Constitutional violations, when properly demonstrated, are presumed to demonstrate "irreparable harm." See National People's Action v. Village of Wilmette, 914 F.2d 1008, 1013 (7th Cir. 1990). Here, however, plaintiff failed to demonstrate any constitutional violations.
Moreover, the harm cannot be speculative, and subjective apprehensions and predictions cannot establish an immediate threat of irreparable harm. See e.g. In Re Rare Coins of America, Inc., 862 F.2d 896, 901 (1st Cir. 1988). Injunctive relief can not be granted against something merely feared as liable to occur at some indefinite time in the future.Connecticut v. Massachusetts, 282 U.S. 660, 674 (1930). Here plaintiff's harm is based solely on fear and speculation that he may be subjected to disciplinary charges at some point in time in the future. This is insufficient to demonstrate immediate, irreparable harm for this Court to issue a preliminary injunction.
Additionally, the relief plaintiff seeks is contrary to public policy. Plaintiff seeks an injunction that would essentially prevent prison officials from charging the plaintiff with any disciplinary infraction and would require this Court to micro-manage the RI-DOC's disciplinary boards. The Court will not give the plaintiff a free pass and permit him to misbehave without consequence. See Sandin v. Conner, 515 U.S. 472, 486 (1995) ("Discipline by prison officials in response to a wide range of misconduct falls within the expected perimeters of a sentence imposed. . . ."). This Court is not in the business of managing prisons or sitting as a prison disciplinary board's appellate panel.

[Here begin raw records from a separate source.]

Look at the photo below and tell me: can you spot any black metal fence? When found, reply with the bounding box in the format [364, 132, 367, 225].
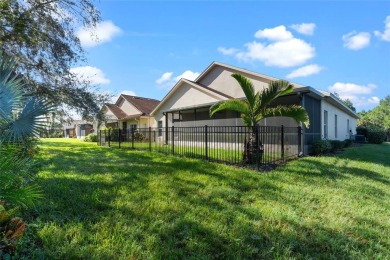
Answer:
[98, 125, 302, 169]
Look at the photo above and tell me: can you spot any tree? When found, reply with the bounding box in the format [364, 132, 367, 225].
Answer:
[210, 74, 309, 163]
[0, 0, 108, 119]
[0, 53, 51, 205]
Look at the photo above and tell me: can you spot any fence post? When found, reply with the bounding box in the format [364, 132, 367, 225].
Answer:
[131, 127, 134, 149]
[108, 129, 111, 147]
[256, 124, 260, 171]
[172, 126, 175, 154]
[281, 125, 284, 163]
[204, 125, 209, 160]
[149, 126, 152, 151]
[118, 128, 122, 148]
[298, 126, 303, 157]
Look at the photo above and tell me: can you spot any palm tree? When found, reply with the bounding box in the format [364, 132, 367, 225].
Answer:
[210, 73, 309, 163]
[0, 52, 52, 206]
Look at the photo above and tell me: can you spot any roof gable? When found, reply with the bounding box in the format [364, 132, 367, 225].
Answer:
[120, 94, 160, 115]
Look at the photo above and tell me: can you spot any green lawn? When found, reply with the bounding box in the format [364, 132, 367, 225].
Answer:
[20, 139, 390, 259]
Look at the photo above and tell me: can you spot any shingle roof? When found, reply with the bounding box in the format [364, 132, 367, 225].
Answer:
[105, 103, 127, 119]
[121, 94, 160, 115]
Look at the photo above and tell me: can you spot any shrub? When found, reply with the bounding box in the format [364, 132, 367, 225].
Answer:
[329, 140, 344, 153]
[344, 139, 352, 147]
[313, 140, 332, 155]
[367, 131, 387, 144]
[83, 134, 98, 142]
[134, 132, 146, 142]
[356, 125, 368, 138]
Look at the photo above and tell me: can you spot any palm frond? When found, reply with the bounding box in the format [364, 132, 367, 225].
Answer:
[0, 98, 51, 142]
[0, 52, 24, 115]
[210, 99, 249, 117]
[263, 105, 310, 127]
[232, 73, 255, 107]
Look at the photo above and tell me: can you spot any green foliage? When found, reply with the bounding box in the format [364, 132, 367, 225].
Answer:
[344, 139, 352, 147]
[312, 140, 332, 155]
[329, 140, 345, 153]
[0, 0, 108, 117]
[210, 74, 309, 127]
[356, 125, 368, 138]
[134, 132, 147, 142]
[367, 131, 387, 144]
[17, 139, 390, 259]
[83, 133, 98, 143]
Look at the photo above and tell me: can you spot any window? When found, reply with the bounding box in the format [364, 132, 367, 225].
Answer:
[324, 110, 328, 139]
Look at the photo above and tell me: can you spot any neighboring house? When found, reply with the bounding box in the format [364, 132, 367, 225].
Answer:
[101, 94, 160, 129]
[151, 62, 359, 153]
[63, 120, 94, 139]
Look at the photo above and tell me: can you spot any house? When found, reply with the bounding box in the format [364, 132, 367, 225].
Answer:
[63, 120, 94, 139]
[102, 94, 160, 129]
[151, 62, 359, 153]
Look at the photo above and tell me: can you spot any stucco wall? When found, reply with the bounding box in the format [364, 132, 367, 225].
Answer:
[321, 100, 357, 141]
[119, 96, 141, 115]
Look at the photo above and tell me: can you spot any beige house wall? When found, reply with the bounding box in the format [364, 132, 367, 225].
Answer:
[152, 82, 222, 127]
[119, 98, 142, 115]
[200, 66, 270, 98]
[119, 116, 154, 129]
[321, 100, 357, 141]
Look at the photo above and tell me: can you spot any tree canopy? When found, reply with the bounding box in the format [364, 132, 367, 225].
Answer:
[210, 73, 309, 127]
[0, 0, 108, 120]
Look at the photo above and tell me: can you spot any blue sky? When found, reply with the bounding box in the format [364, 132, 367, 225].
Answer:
[73, 0, 390, 111]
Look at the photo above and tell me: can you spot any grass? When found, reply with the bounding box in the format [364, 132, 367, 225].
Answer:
[19, 139, 390, 259]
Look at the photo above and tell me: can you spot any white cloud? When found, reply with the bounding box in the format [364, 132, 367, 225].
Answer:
[156, 72, 173, 85]
[217, 47, 238, 55]
[70, 66, 110, 85]
[77, 21, 122, 48]
[328, 82, 379, 108]
[255, 25, 293, 41]
[328, 82, 377, 97]
[236, 38, 315, 67]
[286, 64, 323, 79]
[156, 70, 200, 89]
[111, 90, 137, 104]
[218, 25, 315, 67]
[175, 70, 200, 81]
[343, 31, 371, 50]
[374, 15, 390, 42]
[121, 90, 137, 96]
[291, 23, 316, 35]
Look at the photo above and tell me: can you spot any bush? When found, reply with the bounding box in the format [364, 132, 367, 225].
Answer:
[356, 125, 368, 138]
[313, 140, 332, 155]
[344, 139, 352, 147]
[329, 140, 344, 153]
[134, 132, 147, 142]
[367, 131, 387, 144]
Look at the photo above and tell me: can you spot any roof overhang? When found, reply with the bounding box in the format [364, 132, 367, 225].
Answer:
[150, 78, 228, 116]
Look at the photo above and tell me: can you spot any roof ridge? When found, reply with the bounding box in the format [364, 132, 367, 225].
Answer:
[121, 94, 160, 101]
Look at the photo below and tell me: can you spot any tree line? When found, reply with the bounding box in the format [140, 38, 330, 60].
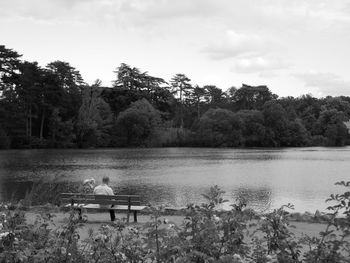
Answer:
[0, 45, 350, 148]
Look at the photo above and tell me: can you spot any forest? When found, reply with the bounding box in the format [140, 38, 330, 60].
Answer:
[0, 45, 350, 149]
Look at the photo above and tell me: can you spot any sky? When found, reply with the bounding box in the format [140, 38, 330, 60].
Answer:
[0, 0, 350, 97]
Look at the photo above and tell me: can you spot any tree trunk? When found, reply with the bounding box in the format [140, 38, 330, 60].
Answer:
[39, 108, 45, 140]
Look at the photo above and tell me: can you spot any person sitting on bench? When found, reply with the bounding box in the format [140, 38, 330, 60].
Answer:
[94, 176, 115, 222]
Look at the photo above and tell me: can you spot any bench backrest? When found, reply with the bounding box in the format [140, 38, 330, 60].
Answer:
[60, 193, 141, 206]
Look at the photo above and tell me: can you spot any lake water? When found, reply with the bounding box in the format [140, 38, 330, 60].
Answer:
[0, 147, 350, 212]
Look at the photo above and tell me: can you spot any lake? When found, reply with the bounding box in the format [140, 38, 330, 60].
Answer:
[0, 147, 350, 212]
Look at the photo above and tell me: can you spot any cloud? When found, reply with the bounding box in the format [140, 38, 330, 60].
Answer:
[233, 56, 290, 76]
[201, 30, 274, 60]
[294, 71, 350, 96]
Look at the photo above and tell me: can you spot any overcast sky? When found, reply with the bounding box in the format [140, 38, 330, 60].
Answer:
[0, 0, 350, 97]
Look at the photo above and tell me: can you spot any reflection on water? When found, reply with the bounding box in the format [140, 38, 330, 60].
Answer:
[0, 147, 350, 212]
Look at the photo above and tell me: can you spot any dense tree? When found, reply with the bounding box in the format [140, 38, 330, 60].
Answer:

Furthermore, the Prison Litigation Reform Act provides that a federal court "shall not grant or approve any [form of injunctive relief] unless the Court finds that such relief is narrowly drawn, extends no further than necessary to correct the violation of the Federal right, and is the least intrusive means necessary to correct the violation of a federal right." 18 U.S.C. § 3626(a)(1). Here, the injunctive relief the plaintiff seeks is too broad and sweeping. This Court can not issue such an injunction. See id.